À l’étage, Abdoulaye, 18 ans, est assis sur son lit, la jambe gauche dans le plâtre à cause d’un vilain tacle par derrière reçu au foot. L'intéressé est capitaine des moins de 19 ans d’un bon club de National, la troisième division française. Un portrait de sa mère trône sur une étagère. Plusieurs clichés de son enfance au Sénégal sont scotchés sur une armoire. Le jeune homme tient entre ses mains son diplôme de menuiserie. « La sortie ? Ça arrive bientôt, mais je n’ai pas peur », assure celui qui est arrivé seul en France à 15 ans.

Il peut toujours compter sur les conseils de Seru, 19 ans, un ancien pensionnaire qui habite seul depuis plusieurs mois à Cergy. Originaire de Gambie, Seru est lui aussi arrivé en France à 15 ans sans parler un mot de français, après un détour de six mois en Espagne. La clé de l’intégration selon lui ? « Travailler tôt ». « Avant, je faisais un CAP, mais je ne cherchais pas particulièrement d’employeur. Il m’a fallu un coup de pression pour que je réagisse. J’ai flippé un peu avant la sortie, maintenant ça va. Le plus dur, quand tu es seul, c’est remplir les papiers ».

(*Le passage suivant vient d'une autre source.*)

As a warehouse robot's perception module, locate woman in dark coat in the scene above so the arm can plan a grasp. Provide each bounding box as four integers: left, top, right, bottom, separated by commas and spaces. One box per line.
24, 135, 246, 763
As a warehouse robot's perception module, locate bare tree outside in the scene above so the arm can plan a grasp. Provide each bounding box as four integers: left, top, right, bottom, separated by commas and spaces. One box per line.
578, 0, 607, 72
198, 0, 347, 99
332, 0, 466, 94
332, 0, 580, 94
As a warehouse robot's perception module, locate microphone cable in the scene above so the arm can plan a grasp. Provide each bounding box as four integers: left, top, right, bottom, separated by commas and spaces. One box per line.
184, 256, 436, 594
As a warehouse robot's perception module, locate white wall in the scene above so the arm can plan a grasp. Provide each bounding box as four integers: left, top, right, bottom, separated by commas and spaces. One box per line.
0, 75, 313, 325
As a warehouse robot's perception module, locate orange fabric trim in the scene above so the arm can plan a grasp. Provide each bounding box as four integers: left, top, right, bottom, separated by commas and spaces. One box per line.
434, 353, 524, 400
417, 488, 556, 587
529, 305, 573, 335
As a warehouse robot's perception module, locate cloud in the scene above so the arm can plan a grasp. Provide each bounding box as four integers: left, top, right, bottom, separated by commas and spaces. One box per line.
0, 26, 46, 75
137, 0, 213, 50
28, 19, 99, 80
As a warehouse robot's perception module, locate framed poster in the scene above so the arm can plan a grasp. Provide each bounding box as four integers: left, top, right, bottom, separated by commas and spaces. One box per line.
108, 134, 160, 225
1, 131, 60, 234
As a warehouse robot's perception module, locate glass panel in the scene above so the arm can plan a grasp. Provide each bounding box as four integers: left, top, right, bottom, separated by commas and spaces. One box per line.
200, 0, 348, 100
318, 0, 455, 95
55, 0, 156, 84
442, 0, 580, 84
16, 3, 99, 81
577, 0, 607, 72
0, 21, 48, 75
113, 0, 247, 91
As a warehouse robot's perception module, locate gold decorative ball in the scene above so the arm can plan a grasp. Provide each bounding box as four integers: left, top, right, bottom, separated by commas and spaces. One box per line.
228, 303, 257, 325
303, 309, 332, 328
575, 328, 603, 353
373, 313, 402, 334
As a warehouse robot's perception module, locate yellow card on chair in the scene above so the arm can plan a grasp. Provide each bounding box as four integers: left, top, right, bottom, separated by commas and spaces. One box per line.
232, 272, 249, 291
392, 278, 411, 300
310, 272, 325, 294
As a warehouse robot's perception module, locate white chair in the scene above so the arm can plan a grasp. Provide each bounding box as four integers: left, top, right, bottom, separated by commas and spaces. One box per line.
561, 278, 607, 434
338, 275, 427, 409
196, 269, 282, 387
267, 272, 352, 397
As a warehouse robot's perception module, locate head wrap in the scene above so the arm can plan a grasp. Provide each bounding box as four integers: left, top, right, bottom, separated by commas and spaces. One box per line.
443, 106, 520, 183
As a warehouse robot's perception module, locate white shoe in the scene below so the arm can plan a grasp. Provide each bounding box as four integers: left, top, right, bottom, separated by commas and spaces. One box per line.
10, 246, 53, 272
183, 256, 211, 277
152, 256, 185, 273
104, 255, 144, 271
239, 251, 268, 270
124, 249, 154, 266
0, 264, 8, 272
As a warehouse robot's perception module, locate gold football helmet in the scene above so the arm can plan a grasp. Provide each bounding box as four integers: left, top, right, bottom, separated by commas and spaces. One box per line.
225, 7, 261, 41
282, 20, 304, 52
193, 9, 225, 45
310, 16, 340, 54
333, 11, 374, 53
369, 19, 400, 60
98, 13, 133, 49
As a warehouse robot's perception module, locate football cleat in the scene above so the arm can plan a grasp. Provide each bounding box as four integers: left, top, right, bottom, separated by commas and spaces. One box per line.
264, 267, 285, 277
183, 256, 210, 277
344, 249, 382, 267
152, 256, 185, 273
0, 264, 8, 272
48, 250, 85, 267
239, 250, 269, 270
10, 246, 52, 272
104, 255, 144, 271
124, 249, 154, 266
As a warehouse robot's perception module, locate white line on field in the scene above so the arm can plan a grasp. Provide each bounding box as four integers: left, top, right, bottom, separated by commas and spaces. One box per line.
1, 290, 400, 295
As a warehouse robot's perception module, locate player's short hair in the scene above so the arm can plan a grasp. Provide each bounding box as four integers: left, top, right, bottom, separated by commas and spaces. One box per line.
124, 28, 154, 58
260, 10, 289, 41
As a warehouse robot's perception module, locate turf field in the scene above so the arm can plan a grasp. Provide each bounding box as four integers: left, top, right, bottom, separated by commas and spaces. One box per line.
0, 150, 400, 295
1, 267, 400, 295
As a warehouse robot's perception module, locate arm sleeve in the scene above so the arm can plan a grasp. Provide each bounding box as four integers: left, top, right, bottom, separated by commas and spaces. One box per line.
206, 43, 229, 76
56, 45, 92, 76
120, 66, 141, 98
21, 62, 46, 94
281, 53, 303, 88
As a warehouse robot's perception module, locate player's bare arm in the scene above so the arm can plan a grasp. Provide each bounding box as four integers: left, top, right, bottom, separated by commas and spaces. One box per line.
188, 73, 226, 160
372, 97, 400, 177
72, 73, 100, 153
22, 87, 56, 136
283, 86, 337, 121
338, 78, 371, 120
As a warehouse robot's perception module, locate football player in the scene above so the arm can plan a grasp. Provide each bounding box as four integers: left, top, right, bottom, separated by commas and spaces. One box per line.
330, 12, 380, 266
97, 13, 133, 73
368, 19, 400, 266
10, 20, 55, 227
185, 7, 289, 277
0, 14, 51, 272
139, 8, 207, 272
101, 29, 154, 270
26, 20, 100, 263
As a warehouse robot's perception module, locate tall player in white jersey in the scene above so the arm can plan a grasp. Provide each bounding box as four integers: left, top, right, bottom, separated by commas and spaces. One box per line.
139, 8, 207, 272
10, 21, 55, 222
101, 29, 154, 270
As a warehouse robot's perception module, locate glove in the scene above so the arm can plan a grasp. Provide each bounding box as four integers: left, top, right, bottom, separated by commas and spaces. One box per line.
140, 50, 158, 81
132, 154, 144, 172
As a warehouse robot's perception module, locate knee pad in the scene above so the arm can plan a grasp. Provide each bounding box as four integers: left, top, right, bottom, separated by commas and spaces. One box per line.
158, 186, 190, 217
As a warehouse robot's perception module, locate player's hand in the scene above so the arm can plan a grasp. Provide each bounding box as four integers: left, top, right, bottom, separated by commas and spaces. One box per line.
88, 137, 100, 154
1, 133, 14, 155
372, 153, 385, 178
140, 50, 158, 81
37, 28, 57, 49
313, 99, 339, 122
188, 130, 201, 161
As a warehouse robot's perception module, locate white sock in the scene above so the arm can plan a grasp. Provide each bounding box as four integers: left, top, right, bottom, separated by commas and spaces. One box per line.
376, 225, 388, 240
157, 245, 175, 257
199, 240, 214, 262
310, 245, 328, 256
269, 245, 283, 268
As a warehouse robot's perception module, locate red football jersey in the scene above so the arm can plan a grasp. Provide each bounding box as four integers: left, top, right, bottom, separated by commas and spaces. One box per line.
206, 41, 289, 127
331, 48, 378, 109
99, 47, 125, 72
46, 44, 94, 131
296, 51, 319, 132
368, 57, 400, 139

Seru et Abdoulaye sont considérés comme des jeunes « détachés » par Pierrine Robin, maître de conférences en sciences de l’éducation à l’Université Paris-Est Créteil (Paris XII). La chercheuse a mené une enquête sur le passage des jeunes placés à l’âge adulte en 2013. Elle distingue trois catégories : les jeunes dont les liens sont ancrés, détachés ou suspendus. « Les jeunes "ancrés" sont entrés tôt à l’ASE, avant six ans en général. Pour eux, le passage à l’âge adulte est à double tranchant : ils le vivent comme une continuité ou une guillotine. Ceux qui le vivent "bien" sont souvent ceux pour qui il y a eu une transition réussie entre leur famille d’origine et leur famille d’accueil. À l’inverse, ceux qui ressentent un abandon ont souvent été montés contre leur famille d’origine par leur famille d’accueil. »

La chercheuse poursuit : « Les jeunes suspendus sont ceux qui ont été ballottés d’endroit en endroit. C’est souvent plus simple pour eux aussi. Les jeunes entrent plus tard à la protection de l’enfance, après 14 ans. Ce sont des migrants, ou des jeunes confiés à une grand-mère. Ils vivent parfois plus facilement la sortie car ils savent qu’il n’y aura pas de retour possible. » Robert Foupa, l’éducateur de Saint-Fargeau, s’est fait à l’idée : « Les jeunes majeurs sortent "bien" ou "mal", mais ils doivent sortir ».